In an example bias estimation process, one or more data collection vehicles may be used to generate and accumulate various LiDAR measurements. To estimate a range-dependent height bias, observed height values representing a fixed location (e.g., a patch on the ground) in an accumulated LiDAR point cloud may be binned by measurement range. Due to the nature of the range-dependent height bias, points that are observed from closer ranges and steeper incidence angles should be less impacted by the range-dependent height bias than points observed from a farther range and shallower incidence angles. As a result, observed height values measured from a closer range should be more accurate than those measured from a farther range. As such, the observed height values in each binned range band (e.g., in one-meter buckets) may be combined or aggregated (e.g., by taking the median height). In some embodiments, the height bias or offset for each range bin may be calculated based on the difference between the combined height value for that bin and some designated ground truth height. For example, the combined height value corresponding to the closest measurement range band (e.g., within a designated measurement range such as one meter) may be taken as ground truth, or a ground truth height may be calculated as a weighted median so closer measurements are given higher weight.
To estimate a reflectivity-dependent height bias, one or more locations (e.g., patches on the ground) represented in an accumulated LiDAR point cloud with sufficient variation in reflectivity may be identified (e.g., local neighborhoods with high reflectivity paired with low reflectivity of the ground surface tarmac, such as local neighborhood of road marks), and observed height values that were measured from approximately the same range may be binned based on measured reflectivity. As such, the observed height values in each binned reflectivity band may be combined (e.g., taking the median height), and the height bias or offset for each reflectivity bin may be calculated based on the difference between the combined height value for that bin and some designated ground truth height. Ground truth height may be taken from (e.g., the median height of) points from the accumulated LiDAR point cloud that were measured within a designated measurement range, or may be calculated by compensating observed height values using corresponding range-dependent height biases. In some embodiments, instead of calculating range-dependent and reflectivity-dependent height biases in separate processes, both may be estimated by sampling an accumulated LiDAR point cloud, binning observed height values into range and reflectivity buckets, and using a joint two-dimensional (2D) nonlinear optimization to compute both biases using observed height values that were measured within a designated measurement range as ground truth heights.

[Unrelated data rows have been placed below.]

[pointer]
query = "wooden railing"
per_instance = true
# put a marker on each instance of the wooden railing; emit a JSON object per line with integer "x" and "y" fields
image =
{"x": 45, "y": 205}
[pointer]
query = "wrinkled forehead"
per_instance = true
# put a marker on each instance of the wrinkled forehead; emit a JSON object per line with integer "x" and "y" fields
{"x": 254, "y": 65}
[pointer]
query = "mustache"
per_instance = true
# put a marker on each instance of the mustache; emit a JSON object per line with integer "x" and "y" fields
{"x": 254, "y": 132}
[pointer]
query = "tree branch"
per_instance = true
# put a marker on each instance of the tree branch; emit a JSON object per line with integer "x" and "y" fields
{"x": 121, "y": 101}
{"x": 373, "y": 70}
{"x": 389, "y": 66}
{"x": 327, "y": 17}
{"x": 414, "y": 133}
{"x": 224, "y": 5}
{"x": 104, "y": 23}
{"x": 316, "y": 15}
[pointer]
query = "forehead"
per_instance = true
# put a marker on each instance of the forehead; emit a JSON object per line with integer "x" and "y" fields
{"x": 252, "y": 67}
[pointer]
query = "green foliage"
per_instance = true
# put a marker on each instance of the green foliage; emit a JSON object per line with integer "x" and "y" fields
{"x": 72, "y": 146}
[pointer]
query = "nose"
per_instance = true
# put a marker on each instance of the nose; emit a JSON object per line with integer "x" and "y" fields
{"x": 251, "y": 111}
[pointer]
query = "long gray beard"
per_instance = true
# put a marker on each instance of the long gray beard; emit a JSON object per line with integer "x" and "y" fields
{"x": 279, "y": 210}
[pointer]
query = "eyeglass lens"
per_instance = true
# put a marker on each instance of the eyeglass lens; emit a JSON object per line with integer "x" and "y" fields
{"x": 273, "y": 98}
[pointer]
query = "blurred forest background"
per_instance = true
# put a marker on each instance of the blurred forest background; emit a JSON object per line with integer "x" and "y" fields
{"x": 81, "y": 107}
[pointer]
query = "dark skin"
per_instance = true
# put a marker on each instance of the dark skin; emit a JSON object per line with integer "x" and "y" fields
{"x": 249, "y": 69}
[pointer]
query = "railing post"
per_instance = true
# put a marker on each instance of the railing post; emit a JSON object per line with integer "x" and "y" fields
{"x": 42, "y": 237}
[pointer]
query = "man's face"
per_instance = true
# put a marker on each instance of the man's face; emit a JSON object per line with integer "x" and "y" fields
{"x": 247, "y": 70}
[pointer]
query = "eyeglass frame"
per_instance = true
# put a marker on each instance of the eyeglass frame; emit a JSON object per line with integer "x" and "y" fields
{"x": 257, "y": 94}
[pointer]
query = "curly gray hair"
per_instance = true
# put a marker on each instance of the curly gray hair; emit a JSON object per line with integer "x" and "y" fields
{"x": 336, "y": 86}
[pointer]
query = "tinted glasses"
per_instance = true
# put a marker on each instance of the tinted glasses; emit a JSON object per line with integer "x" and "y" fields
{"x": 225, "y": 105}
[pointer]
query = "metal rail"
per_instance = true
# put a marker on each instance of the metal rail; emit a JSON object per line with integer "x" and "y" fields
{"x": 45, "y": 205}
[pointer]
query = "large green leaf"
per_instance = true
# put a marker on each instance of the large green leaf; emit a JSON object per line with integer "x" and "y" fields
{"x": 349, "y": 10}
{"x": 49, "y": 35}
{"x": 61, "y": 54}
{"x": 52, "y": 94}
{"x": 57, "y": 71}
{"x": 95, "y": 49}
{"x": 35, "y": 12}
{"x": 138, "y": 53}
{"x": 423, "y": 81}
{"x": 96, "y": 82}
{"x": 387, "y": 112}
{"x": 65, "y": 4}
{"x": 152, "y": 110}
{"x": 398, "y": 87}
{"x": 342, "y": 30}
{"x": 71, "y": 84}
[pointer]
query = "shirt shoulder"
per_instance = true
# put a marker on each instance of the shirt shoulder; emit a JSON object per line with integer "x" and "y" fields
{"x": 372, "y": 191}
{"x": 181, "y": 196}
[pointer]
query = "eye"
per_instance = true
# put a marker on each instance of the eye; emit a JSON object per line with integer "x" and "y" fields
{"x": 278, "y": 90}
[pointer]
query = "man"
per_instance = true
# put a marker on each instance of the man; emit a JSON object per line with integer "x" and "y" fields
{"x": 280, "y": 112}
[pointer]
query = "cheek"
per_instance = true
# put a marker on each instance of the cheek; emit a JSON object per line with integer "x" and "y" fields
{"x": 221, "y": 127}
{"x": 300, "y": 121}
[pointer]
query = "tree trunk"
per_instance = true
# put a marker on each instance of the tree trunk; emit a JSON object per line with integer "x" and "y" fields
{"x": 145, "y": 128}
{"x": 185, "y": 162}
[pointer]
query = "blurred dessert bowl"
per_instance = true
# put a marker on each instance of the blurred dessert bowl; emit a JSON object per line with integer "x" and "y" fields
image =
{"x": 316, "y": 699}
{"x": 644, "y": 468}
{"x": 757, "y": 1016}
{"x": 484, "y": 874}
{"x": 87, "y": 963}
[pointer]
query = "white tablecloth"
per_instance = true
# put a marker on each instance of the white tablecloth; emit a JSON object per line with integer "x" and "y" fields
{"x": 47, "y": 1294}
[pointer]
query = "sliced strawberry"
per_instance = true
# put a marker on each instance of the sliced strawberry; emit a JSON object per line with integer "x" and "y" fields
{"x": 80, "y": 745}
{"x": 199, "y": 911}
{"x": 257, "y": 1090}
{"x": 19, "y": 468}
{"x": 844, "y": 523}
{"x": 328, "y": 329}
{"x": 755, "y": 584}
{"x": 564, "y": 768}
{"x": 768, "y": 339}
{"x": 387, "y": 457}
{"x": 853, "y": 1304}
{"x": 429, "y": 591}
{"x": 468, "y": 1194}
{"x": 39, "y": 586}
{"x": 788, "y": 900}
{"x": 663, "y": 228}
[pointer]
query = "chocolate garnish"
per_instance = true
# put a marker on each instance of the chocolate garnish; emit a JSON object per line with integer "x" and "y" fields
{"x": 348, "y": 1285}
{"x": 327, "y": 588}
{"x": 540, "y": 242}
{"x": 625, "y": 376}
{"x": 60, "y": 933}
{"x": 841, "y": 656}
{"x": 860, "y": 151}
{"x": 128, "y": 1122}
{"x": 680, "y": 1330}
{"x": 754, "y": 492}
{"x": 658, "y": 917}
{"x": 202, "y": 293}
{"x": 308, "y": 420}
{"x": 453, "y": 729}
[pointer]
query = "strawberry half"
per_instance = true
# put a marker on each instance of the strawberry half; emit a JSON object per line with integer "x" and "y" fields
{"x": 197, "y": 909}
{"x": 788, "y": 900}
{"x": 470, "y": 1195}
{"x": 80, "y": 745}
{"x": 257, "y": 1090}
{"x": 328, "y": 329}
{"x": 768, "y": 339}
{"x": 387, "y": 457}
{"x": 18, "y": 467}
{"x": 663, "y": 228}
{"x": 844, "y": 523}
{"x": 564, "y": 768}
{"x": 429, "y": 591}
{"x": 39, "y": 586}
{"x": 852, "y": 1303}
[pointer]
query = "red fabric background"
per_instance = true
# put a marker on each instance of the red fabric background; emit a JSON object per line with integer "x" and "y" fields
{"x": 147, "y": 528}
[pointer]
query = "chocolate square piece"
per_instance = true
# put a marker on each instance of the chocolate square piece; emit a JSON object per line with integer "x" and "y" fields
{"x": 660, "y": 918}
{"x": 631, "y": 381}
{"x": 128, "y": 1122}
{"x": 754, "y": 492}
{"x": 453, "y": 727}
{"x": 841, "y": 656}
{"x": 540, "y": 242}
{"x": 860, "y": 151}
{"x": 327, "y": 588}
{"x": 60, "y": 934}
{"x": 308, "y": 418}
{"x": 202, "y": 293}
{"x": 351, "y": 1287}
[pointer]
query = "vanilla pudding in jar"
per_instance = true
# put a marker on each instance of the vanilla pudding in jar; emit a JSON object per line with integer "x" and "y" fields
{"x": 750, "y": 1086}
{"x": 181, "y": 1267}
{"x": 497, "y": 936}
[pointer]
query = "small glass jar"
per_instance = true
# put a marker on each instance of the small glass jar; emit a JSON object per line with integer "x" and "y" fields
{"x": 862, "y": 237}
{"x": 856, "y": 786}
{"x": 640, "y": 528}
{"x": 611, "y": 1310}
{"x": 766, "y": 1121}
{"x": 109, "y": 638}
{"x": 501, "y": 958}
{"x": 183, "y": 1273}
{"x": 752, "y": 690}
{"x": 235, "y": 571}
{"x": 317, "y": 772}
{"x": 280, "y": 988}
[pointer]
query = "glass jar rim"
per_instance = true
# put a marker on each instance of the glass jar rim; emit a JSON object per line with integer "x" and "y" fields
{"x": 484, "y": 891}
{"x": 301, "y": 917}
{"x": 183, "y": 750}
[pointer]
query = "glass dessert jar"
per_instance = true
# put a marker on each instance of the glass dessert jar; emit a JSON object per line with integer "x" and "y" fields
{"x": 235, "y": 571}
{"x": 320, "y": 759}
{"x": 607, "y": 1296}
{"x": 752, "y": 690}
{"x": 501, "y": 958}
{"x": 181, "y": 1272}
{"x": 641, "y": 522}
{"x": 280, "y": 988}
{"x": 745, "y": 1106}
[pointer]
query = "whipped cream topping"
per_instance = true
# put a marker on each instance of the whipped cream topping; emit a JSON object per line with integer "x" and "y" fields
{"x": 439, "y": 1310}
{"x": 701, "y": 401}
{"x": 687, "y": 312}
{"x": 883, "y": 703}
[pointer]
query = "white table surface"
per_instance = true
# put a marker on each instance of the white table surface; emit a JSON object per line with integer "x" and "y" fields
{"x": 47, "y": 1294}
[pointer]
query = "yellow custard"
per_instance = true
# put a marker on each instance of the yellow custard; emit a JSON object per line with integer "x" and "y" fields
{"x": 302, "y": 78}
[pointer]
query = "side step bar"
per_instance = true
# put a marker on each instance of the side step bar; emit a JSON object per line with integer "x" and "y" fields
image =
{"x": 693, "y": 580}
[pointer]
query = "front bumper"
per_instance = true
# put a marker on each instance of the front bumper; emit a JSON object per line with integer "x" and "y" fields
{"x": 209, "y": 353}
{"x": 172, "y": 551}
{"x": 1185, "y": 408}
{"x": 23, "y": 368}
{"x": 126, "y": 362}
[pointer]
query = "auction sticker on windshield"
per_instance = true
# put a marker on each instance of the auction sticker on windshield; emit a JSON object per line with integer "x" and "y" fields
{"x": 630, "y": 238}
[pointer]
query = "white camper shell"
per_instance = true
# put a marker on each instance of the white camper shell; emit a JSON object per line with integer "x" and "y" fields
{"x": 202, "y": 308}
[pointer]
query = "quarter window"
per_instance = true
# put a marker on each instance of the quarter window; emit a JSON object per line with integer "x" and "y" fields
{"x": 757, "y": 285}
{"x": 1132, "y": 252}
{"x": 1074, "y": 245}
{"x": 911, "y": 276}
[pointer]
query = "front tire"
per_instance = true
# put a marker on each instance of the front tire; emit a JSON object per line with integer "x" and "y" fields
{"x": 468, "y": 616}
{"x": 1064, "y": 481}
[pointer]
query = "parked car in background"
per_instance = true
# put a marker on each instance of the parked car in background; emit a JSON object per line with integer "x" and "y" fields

As such, range-dependent height biases may be computed (e.g., offline) for various range buckets with any designated size, reflectivity-dependent height biases may be computed (e.g., offline) for various reflectivity buckets with any designated size, and the estimated biases may be stored in any suitable way (e.g., in one or more look up tables, indexed by range and/or reflectivity). Accordingly, LiDAR points measured during an online process may be compensated by looking up and subtracting a range-dependent height bias corresponding to the measured range, and/or by looking up and subtracting a reflectivity-dependent height bias corresponding to the measured reflectivity. Correcting measured LiDAR points for measurement bias improves their accuracy, as well as the accuracy of a resulting estimated (e.g., ground or road) surface.
Returning to an example online process, with the input LiDAR points corrected for measurement bias, segmented (e.g., into ground points only), and co-registered, the predicted trajectories may be estimated by extrapolating the state of a vehicle steering model (e.g., the Ackerman steering model), any number of 3D points may be sampled along each wheel trajectory (e.g., using some placeholder height such as z=0), and a surface profile along each of the wheel trajectories may be estimated by sampling those LiDAR points that are within a designated (e.g., direction-dependent) 3D radius from the 3D position of the wheel track points. With sufficient sampling density, there should be a variable number of sampled LiDAR points for each wheel track point, and an optimized height value may be fitted to the sampled LiDAR points for each wheel track point using a nonlinear optimization such as a classical second order least squares solver (e.g., Levenberg-Marquardt) or (e.g., for real-time systems) a first order gradient descent method (e.g., with a designated number of iterations). The impact of outlier observations (e.g., points that have a height value that is significantly different from the current estimate) may be mitigated using a robust cost function (e.g., Cauchy, Huber etc.). The optimization may be reduced to a ID optimization in some embodiments in which a predicted trajectory and associated LiDAR points may be unrolled and represented in the height-range (z/d) space (e.g., where z represents the height of a profile point estimate and d represents the range from the ego-vehicle on the unrolled trajectory). In some embodiments, one or more parameters of the cost function may be set based on ground truth noise level estimates (e.g., standard deviation of the z-residuals in a given ground patch may be averaged over any number of ground patches and used to tune a in the Cauchy loss function or δ in the Huber loss function).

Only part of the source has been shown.